As the year comes to a close, we have a natural inclination to look back on what’s happened over the past year. Many of the Productive Flourishing readers and listeners have been asking questions about ways to do annual reviews or think about assessing the year. In today’s episode, Angela and Charlie talk through their new annual review worksheet, and share several tips on reviewing your year, as well as self-care during the holidays.
[4:55] - A lot of time during the holidays, people have tension between being productive, spending time with family, and being in the season. Being with family and reflecting is a way of being productive, and it’s important to make time for those things.
[7:10] - When you start thinking about the year in review, always start with the celebration of the things that you’ve done. Think about the top three things from the year that you want to remember. Charlie encourages people to separate their personal and professional lives into separate buckets to give both the credit they deserve.
[10:47] - One of Angela’s biggest celebrations from this year in her professional was developing her new coaching practice, Clarity Coaching. This has gotten her back into the work that she loves the most, helping someone realize what they’re able to do. Her biggest personal celebration is the way she’s invited boundaries into her life in her relationships with people.
[14:45] - Charlie’s biggest celebration in his professional life is his book deal! He’s under contract to write a book tentatively titled Start Finishing: How to Go From Idea to Done. They’ve also experienced a lot of growth with Productive Flourishing. In his personal life, his biggest celebration also had to do with boundaries, and taking a step back from some things to avoid burnout. This allowed him to get clear about the expectations and intentions for himself, and he was able to reclaim a lot of time.
[19:10] - Do this reflection not only for yourself, but think about whether there is someone else in your life that can do this reflection as well so you all can celebrate each other. If you’re doing this with a team, make sure you explain why those things are important to you, because that’s where the real strengthening will happen.
[22:20] - The next question on the worksheet is what three things challenged you the most over the past year. People often see a tight relationship between the things that challenged you professionally and the things that challenged you personally.
[24:54] - The next question evaluates the top three lessons learned or reaffirmed. This is really pushing you towards a growth mindset. The goal is to not have to keep learning the same lesson over and over again. Later on in life, you may be learning the same thing, but it’s usually at a higher level.

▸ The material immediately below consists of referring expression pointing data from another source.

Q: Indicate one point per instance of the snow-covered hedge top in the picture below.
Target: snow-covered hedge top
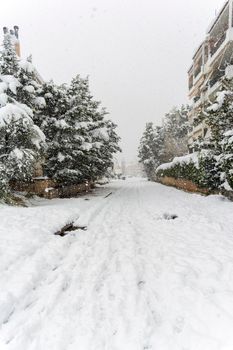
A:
(189, 158)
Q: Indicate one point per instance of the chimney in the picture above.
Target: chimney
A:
(5, 30)
(17, 43)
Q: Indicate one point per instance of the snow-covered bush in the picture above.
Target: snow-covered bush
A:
(198, 167)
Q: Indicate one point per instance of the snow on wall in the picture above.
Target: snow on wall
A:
(189, 158)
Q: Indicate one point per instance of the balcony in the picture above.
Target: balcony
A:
(218, 43)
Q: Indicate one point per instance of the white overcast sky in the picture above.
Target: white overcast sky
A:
(136, 52)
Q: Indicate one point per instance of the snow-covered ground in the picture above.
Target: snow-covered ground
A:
(133, 281)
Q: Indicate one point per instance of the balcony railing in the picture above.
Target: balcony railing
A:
(216, 77)
(218, 43)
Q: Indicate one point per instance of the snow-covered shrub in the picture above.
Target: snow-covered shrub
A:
(200, 167)
(226, 160)
(185, 167)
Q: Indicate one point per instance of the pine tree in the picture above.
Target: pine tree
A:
(151, 149)
(21, 141)
(176, 133)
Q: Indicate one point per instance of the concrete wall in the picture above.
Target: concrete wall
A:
(48, 189)
(183, 184)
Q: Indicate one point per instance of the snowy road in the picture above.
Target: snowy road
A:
(133, 281)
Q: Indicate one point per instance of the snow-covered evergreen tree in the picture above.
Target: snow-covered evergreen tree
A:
(82, 141)
(151, 149)
(21, 141)
(176, 133)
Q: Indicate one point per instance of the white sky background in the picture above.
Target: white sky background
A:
(136, 52)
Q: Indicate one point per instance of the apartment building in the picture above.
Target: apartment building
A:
(14, 33)
(212, 62)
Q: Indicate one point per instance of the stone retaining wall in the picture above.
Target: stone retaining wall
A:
(183, 184)
(47, 188)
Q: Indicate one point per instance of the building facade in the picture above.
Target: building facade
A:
(211, 67)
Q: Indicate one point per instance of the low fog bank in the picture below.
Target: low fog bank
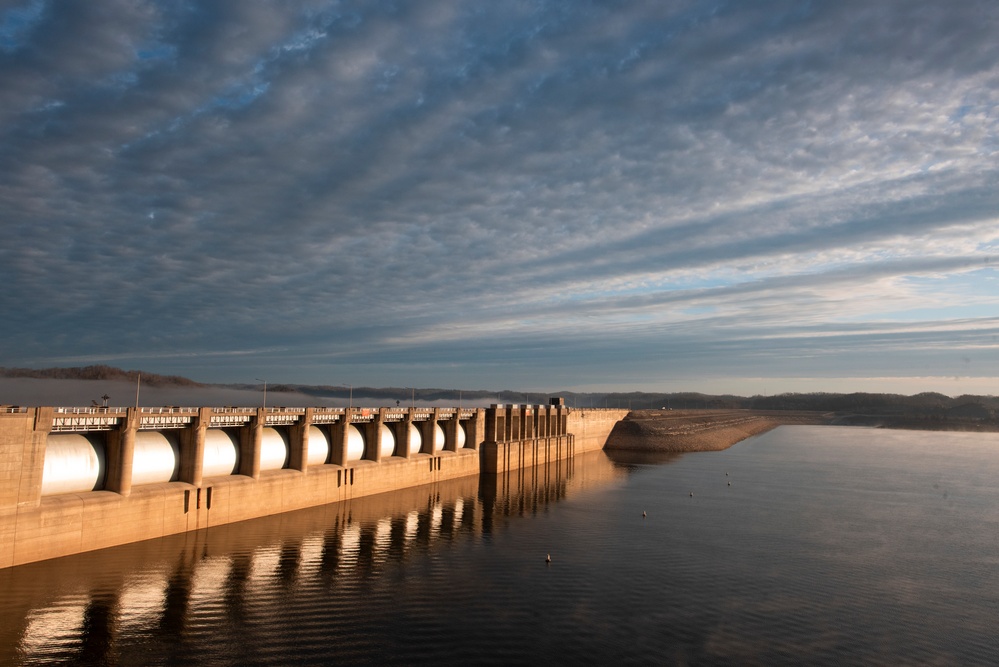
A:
(33, 392)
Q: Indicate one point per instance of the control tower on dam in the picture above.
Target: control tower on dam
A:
(79, 479)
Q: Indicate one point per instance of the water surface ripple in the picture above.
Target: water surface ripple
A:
(817, 545)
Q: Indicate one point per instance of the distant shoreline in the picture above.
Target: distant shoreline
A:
(679, 431)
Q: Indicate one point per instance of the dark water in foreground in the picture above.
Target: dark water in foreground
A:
(830, 546)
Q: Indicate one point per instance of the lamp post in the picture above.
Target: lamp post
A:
(265, 391)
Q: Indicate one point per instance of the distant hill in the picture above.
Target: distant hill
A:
(858, 407)
(105, 373)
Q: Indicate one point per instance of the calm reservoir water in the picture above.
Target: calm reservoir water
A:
(818, 545)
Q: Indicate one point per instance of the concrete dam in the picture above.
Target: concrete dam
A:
(78, 479)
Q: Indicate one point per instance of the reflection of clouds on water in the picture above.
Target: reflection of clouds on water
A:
(412, 524)
(383, 536)
(142, 602)
(55, 629)
(311, 560)
(208, 583)
(205, 589)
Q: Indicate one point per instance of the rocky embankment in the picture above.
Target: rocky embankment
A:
(699, 430)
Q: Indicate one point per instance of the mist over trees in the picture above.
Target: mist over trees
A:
(927, 406)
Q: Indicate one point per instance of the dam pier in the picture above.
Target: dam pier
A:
(78, 479)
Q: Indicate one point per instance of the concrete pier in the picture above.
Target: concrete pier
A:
(266, 459)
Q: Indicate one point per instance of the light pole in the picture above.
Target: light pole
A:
(265, 391)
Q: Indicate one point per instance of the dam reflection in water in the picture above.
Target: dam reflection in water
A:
(815, 545)
(222, 595)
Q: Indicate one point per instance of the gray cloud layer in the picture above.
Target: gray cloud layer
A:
(527, 194)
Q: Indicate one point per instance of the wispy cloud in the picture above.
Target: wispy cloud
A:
(528, 195)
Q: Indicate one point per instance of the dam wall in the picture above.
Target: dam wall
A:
(78, 479)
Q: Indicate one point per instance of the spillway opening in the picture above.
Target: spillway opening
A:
(74, 463)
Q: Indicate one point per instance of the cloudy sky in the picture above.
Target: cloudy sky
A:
(755, 197)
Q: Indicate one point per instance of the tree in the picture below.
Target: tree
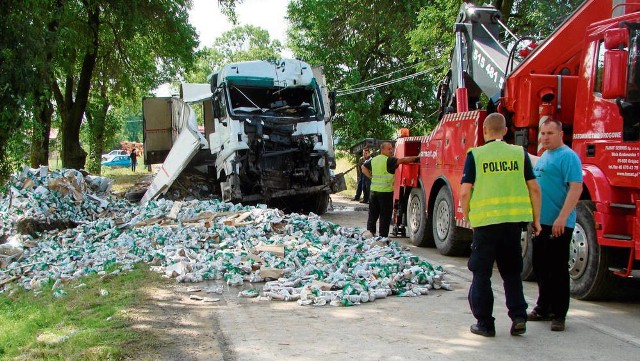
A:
(363, 43)
(241, 43)
(126, 69)
(90, 27)
(20, 54)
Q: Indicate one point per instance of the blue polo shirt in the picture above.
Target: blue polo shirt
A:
(554, 171)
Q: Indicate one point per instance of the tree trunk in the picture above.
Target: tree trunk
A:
(72, 111)
(96, 120)
(43, 110)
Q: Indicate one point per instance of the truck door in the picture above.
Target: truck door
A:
(156, 125)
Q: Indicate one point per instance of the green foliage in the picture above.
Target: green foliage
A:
(242, 43)
(19, 57)
(228, 8)
(364, 43)
(539, 18)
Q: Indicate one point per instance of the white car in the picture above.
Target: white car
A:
(109, 156)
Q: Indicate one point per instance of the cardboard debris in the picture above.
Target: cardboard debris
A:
(276, 250)
(271, 273)
(193, 241)
(173, 214)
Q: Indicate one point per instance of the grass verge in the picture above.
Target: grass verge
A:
(85, 324)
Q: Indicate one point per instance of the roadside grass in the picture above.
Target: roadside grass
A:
(82, 325)
(124, 178)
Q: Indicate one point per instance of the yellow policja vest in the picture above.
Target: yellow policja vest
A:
(500, 192)
(381, 180)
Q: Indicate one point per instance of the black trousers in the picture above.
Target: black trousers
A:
(380, 207)
(499, 243)
(550, 264)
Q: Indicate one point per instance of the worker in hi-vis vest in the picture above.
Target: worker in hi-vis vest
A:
(499, 196)
(381, 169)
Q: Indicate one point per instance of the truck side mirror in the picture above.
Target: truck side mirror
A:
(614, 76)
(332, 102)
(214, 82)
(216, 106)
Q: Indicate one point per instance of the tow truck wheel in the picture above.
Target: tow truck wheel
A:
(589, 262)
(449, 239)
(418, 224)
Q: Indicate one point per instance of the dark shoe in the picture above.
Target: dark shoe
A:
(535, 316)
(518, 327)
(482, 331)
(557, 324)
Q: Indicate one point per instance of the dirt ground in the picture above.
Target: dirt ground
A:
(176, 327)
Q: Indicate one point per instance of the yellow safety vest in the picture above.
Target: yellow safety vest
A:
(381, 180)
(500, 192)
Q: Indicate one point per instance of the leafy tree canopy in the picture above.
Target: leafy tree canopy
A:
(363, 43)
(242, 43)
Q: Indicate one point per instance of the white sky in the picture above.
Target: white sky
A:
(205, 16)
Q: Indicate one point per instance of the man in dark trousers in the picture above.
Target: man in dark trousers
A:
(499, 196)
(381, 169)
(363, 181)
(134, 159)
(559, 174)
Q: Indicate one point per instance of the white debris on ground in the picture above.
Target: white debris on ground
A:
(301, 258)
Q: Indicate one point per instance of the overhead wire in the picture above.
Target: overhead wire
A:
(385, 83)
(386, 75)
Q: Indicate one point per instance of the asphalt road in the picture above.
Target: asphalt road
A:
(432, 327)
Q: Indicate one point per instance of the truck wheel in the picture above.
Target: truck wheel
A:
(589, 262)
(418, 224)
(449, 239)
(321, 203)
(527, 255)
(134, 195)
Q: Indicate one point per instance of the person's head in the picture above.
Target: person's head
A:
(495, 127)
(551, 134)
(386, 148)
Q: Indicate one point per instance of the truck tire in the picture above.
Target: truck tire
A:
(527, 255)
(418, 223)
(134, 195)
(450, 240)
(589, 262)
(321, 203)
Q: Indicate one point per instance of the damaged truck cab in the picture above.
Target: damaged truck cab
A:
(267, 135)
(272, 135)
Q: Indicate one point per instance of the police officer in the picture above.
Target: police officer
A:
(499, 193)
(381, 169)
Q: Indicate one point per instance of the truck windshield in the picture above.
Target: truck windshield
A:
(276, 101)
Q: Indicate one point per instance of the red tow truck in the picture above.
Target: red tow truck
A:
(585, 74)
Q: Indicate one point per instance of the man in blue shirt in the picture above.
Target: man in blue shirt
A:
(559, 174)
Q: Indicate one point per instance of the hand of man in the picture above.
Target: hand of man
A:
(558, 227)
(536, 228)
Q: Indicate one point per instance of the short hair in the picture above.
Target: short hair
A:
(495, 123)
(385, 143)
(556, 122)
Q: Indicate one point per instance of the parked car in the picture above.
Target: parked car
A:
(113, 153)
(118, 161)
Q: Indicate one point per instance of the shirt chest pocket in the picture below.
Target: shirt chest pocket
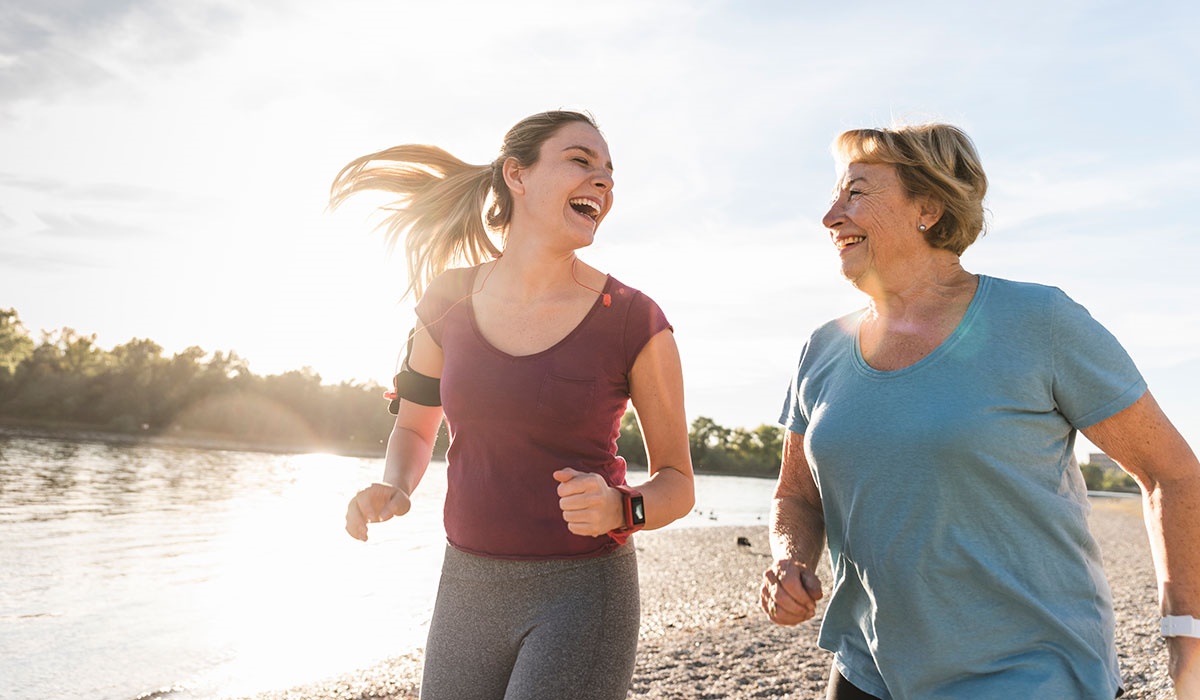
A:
(565, 400)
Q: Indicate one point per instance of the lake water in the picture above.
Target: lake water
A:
(126, 570)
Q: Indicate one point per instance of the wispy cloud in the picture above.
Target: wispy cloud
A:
(57, 47)
(87, 227)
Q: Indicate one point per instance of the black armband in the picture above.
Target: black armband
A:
(417, 388)
(413, 386)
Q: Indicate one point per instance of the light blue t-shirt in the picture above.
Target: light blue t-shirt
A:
(955, 513)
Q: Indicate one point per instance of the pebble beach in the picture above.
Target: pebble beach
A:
(703, 635)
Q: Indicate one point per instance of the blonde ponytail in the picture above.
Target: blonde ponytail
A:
(439, 205)
(437, 211)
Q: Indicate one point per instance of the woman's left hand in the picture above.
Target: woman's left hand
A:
(591, 507)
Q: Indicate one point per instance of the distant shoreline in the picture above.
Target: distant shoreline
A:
(13, 428)
(10, 428)
(703, 634)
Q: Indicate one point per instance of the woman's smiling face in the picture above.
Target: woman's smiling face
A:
(570, 186)
(874, 223)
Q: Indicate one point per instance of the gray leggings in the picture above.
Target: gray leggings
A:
(526, 630)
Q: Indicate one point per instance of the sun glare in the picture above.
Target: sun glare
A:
(298, 599)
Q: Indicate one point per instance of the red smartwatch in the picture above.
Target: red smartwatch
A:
(635, 514)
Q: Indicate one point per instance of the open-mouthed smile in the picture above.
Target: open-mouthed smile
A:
(586, 207)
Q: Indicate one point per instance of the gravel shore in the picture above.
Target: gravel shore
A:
(705, 638)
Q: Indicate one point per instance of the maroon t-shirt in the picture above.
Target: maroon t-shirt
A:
(514, 420)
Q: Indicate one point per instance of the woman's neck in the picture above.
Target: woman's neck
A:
(924, 292)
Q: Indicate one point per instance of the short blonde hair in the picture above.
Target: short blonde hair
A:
(931, 160)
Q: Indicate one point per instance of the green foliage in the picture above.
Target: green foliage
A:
(738, 450)
(15, 343)
(714, 449)
(1104, 478)
(67, 381)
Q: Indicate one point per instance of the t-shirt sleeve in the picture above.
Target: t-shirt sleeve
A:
(793, 417)
(643, 322)
(1093, 376)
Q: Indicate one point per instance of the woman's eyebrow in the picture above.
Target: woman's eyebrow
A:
(591, 153)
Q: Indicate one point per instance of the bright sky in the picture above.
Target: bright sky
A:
(165, 165)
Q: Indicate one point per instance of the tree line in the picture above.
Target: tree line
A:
(65, 381)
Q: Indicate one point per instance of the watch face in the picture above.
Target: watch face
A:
(639, 509)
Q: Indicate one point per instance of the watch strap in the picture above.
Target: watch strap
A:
(621, 534)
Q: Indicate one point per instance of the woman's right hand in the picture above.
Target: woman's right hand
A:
(790, 592)
(376, 503)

[27:03] - Charlie talks about the four steps of the Wayfinding Academy. The first step is knowing where you are, the second step is knowing where you’re trying go, the third step is having a road map between where you are and where you’re trying to get, and the fourth step is knowing how to get back on track when you get off-course.
[28:30] - When thinking about the top three goals for the coming year, there are two different types. One is quantitative goals, and the other is more milestone or baseline goals. As you are thinking about goals, it’s important to get to a place where you can be sure you did it or you did not do it. This is also true for personal goals, so try to avoid vague goals that won’t motivate you.
[31:35] - The next question to think about is what needs to change to be able to achieve those goals. Sometimes nothing needs to change, but for most people, something has to change. You may have to change your day-to-day focus to achieve your overall goal, or you may have to drop some things to make the time for a new focus.
[37:10] - The next question asks what sprints, strategic projects, or experiments you could run to help you achieve those goals. Charlie goes over what each of these look like, and how you can utilize them to starting working on your goals. Sprints keep you in the project long enough that you’re still interested, but doesn’t drag it on.
[42:08] - Moving through the worksheet, the next question encourages you to identify someone who will support you through the sprints, projects, and experiments. Whenever you have a “how” problem, find a “who” solution - there’s probably someone who has been in your shoes or can help get you moving forward. It also helps build your success team.
[44:15] - The last major question on the worksheet is ‘When will you reach out to the people who can support you?’ Giving people advance notice of when you will need their help will increase their willingness and ability to provide support, and it also gives you enough time to pay it forward for that particular person. Ask them what you can do to support them in the meantime.
[48:00] - In real time, these questions take about 15 or 30 minutes to sit down and work through. Charlie shares some final reminders for working through the sheet. 1. Remember to start from a place of celebration before getting into the challenges. 2. Continue to think about what affects your personal life and professional life discreetly, while keeping in mind that they often overlap. Treat your life like your work - carry over what works in your job into your personal life. 3. Be thinking about what needs to change, and focus on the internal changes more than external changes. 4. Think about who you are going to reach out to, and reach out to them early.
[51:10] - Self-care is tied into all of these, especially looking at your goals, victories, and challenges. For this specific time of year, be sure to take some time to slow down and allow yourself the opportunity to reflect.